We’re a country of leagues. We rush all over the city so our 4-year-olds can play league soccer in bright uniforms, yet wonder why a country such as Brazil, where barefoot kids kick oranges on dusty streets, produce the best players on the planet.
Drive by Independence Park on Sundays and you can peek back in time. Latin American-born children play there freely and with child-like abandon. No refs, no uniforms. Just fun.
That’s how it was in Scotland in the 1970s. Outside of school teams, we played pick-up games year-round in a grassy meadow. We threw down a couple of sweaters to mark the posts, we picked sides and then we just played for hours.
Years later, in Thibodaux, I learned how to play baseball in a dusty, vacant lot in our subdivision. I learned the game from the Kitchen brothers, a trio of swift and athletic boys whose towering father was a strong, silent man who never once intervened in our play. He let us sort it all out ourselves.

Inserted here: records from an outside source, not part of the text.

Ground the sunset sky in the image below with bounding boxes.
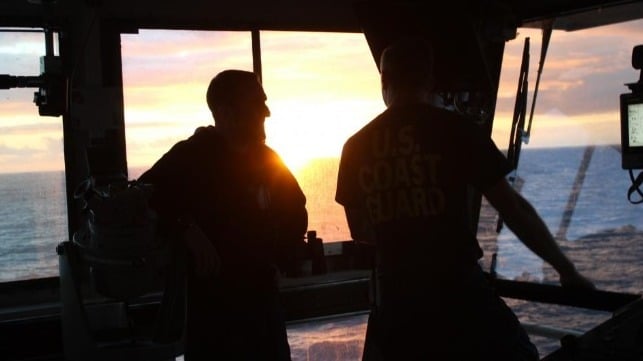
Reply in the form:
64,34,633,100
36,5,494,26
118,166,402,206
0,20,643,173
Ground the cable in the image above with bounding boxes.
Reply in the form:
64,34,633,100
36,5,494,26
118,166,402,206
627,169,643,204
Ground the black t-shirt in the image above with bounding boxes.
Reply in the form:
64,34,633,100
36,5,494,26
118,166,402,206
336,105,512,274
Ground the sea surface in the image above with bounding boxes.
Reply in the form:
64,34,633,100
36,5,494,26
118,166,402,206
0,146,643,361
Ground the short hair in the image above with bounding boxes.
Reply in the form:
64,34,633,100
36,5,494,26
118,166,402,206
380,38,433,89
206,69,266,112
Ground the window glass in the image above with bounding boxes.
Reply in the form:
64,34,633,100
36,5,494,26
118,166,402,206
0,28,67,282
261,32,384,242
478,20,643,354
121,30,252,178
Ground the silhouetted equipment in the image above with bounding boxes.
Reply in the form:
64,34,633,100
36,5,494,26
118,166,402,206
57,144,186,361
542,298,643,361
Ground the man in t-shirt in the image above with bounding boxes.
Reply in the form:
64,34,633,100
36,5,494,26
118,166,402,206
336,40,594,361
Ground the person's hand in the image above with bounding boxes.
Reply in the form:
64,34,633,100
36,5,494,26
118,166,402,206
559,269,596,290
183,223,221,277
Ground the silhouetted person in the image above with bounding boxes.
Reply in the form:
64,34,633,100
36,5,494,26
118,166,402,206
336,40,594,361
139,70,308,361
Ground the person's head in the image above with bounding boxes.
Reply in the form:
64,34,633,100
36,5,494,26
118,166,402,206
380,38,433,106
206,70,270,147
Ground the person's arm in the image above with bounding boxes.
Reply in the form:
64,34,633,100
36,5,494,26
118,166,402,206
483,178,595,289
181,220,221,277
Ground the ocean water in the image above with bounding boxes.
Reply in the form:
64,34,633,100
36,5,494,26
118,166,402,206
0,146,643,361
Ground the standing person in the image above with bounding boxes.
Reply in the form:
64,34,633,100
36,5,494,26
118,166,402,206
336,40,594,361
139,70,308,361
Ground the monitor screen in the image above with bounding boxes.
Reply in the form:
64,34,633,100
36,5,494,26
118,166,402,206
620,93,643,169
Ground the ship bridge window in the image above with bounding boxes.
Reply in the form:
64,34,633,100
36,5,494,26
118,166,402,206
0,28,68,282
121,30,384,242
478,20,643,355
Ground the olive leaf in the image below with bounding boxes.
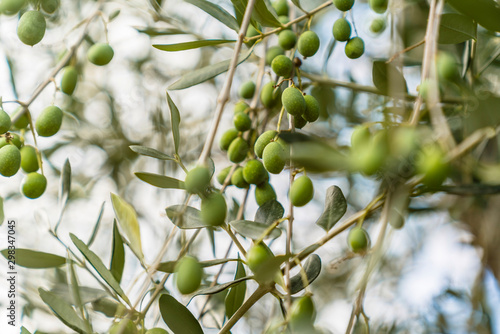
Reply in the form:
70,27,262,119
2,248,66,269
316,186,347,232
158,294,203,334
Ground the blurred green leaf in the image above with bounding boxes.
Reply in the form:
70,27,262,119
158,294,203,334
2,248,66,269
70,233,129,302
438,13,477,44
153,39,236,52
134,172,184,189
316,186,347,232
38,288,87,334
111,193,144,260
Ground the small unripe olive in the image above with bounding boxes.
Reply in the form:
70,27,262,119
227,137,248,163
271,55,293,78
262,142,287,174
184,166,210,194
238,81,255,99
243,159,268,184
332,18,351,42
347,227,370,253
266,45,285,65
17,10,47,46
254,130,277,158
272,0,288,16
333,0,354,12
260,81,281,108
281,87,306,116
175,255,203,295
20,145,38,173
345,37,365,59
370,18,385,34
35,106,63,137
289,295,316,332
302,95,319,122
298,30,319,57
61,66,78,95
109,318,137,334
255,182,276,206
200,192,227,226
0,109,12,135
369,0,389,14
217,166,231,185
87,43,115,66
219,129,240,151
278,30,297,50
0,144,21,177
231,167,250,189
290,175,314,206
21,172,47,199
233,112,252,132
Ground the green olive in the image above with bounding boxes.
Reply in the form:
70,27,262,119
262,142,287,174
87,43,115,66
17,10,47,46
200,192,227,226
332,18,351,42
109,318,137,334
271,55,293,78
175,255,203,295
238,81,255,99
219,129,240,151
184,166,210,194
231,166,250,189
233,112,252,132
302,95,319,122
243,159,269,184
345,37,365,59
347,227,370,253
298,30,320,57
255,182,276,206
20,145,39,173
0,109,12,135
21,172,47,199
333,0,354,12
281,87,307,116
61,66,78,95
227,137,248,164
0,144,21,177
290,175,314,206
35,106,63,137
278,29,297,50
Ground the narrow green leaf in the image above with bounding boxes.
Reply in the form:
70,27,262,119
438,13,477,44
372,60,408,96
2,248,66,269
290,254,321,295
153,39,236,52
224,262,247,319
168,48,253,90
129,145,175,160
167,92,181,154
316,186,347,232
254,200,285,225
134,172,184,189
111,193,144,259
185,0,240,32
109,220,125,283
229,220,281,240
448,0,500,31
158,294,203,334
38,288,86,334
70,233,129,302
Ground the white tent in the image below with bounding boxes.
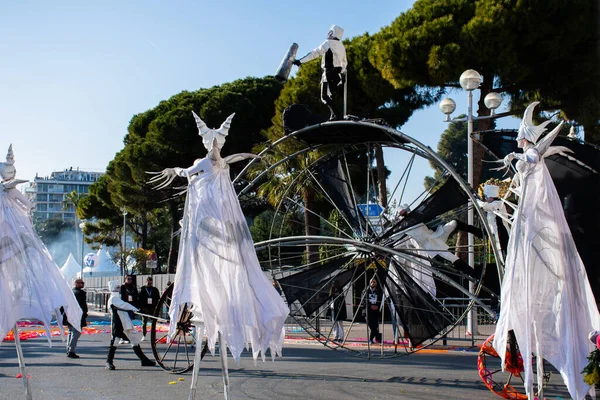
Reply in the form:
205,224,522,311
83,249,121,278
60,253,81,281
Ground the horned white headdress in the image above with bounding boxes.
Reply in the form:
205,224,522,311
0,144,17,181
517,101,551,144
483,184,500,198
192,111,235,151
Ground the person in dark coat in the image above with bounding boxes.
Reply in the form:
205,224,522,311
119,275,139,344
106,281,156,370
138,276,160,341
364,277,383,343
63,279,87,358
329,280,347,342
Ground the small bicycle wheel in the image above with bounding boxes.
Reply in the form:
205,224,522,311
150,285,208,374
477,335,552,400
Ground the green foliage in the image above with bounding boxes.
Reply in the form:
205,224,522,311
424,115,467,190
369,0,600,143
33,218,73,246
369,0,600,143
78,77,281,263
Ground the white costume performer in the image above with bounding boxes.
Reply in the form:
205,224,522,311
493,102,600,399
0,145,82,345
294,25,348,120
400,205,481,278
150,113,289,369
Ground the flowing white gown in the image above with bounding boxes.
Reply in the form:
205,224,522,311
0,183,82,345
493,145,600,399
169,157,289,363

I remember one day a tiny dust devil whipped up right in the infield of our dusty lot, all of about 3 feet high, whirling around madly. We stopped playing for a moment, laughing and squealing as it danced among us.
I also remember a struck baseball rolling into a deep drainage ditch between us and the sugarcane field, and my friends teasing me that a snake would bite me as I nervously poked through the grass to recover the ball.

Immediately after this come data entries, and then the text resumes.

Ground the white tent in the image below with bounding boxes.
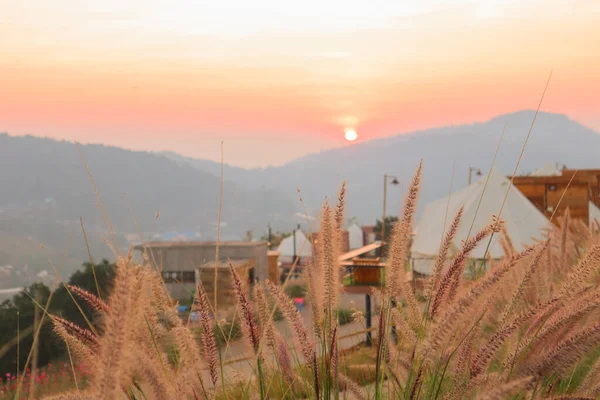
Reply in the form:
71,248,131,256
411,170,549,274
531,163,562,176
348,223,364,250
588,201,600,227
277,230,312,257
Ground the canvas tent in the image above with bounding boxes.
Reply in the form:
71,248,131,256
531,163,562,176
277,229,312,258
411,170,550,274
348,223,364,250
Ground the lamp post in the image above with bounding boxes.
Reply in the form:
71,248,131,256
365,174,400,347
469,167,481,185
381,174,400,248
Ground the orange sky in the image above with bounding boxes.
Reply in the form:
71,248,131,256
0,0,600,166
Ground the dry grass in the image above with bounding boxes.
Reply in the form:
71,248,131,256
30,166,600,399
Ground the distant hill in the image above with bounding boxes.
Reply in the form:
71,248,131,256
0,134,300,288
167,111,600,224
0,111,600,289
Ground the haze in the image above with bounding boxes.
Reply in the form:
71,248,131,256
0,0,600,167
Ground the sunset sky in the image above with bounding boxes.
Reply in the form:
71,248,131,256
0,0,600,167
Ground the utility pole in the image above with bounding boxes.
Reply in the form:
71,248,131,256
469,167,481,185
381,174,400,252
267,222,273,250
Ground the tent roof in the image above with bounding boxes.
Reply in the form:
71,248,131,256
338,242,381,261
277,230,312,257
531,163,562,176
411,170,549,258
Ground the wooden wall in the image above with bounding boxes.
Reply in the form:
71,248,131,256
514,170,600,224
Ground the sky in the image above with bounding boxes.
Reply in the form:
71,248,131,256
0,0,600,167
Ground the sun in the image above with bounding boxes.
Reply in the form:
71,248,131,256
344,129,358,142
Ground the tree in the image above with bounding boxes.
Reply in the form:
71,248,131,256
373,216,398,243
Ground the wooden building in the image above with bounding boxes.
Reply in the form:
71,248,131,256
514,169,600,224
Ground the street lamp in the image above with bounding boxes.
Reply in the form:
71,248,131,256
381,174,400,248
469,167,481,185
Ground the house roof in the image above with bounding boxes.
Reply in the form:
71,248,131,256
338,242,381,261
134,241,267,250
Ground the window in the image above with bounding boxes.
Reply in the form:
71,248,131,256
162,271,196,283
181,271,196,283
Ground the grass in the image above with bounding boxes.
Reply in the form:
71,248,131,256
14,163,600,400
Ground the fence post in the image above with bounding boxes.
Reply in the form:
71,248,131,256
365,294,373,347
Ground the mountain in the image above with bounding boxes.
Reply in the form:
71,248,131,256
163,111,600,224
5,111,600,289
0,134,300,288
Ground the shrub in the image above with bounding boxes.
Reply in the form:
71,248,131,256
337,308,353,325
213,317,242,346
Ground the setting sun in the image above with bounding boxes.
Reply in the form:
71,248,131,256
344,129,358,142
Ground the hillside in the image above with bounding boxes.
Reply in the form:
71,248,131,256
165,111,600,224
0,134,296,287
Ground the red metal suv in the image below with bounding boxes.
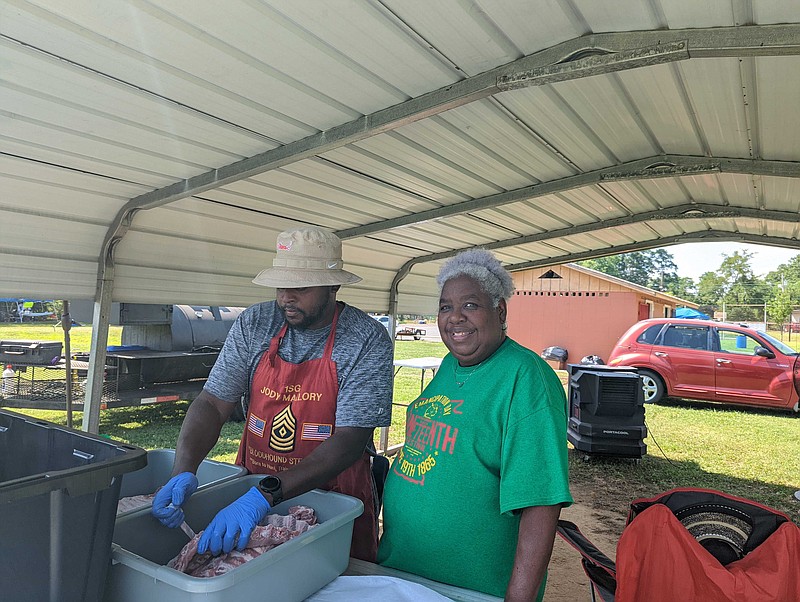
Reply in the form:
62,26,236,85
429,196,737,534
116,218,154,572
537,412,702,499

I remember my brother and I coming up with our own set of offensive plays for two-on-two touch football games in the street. We even came up with a system of audibles—an even number meant cut right, odd meant cut left.
I wonder what our children today will remember of their childhood games.
Disappointing their parents? The embarrassment of their dad cursing out a referee?
Or will they simply remember all the pressure we put on them to perform for us?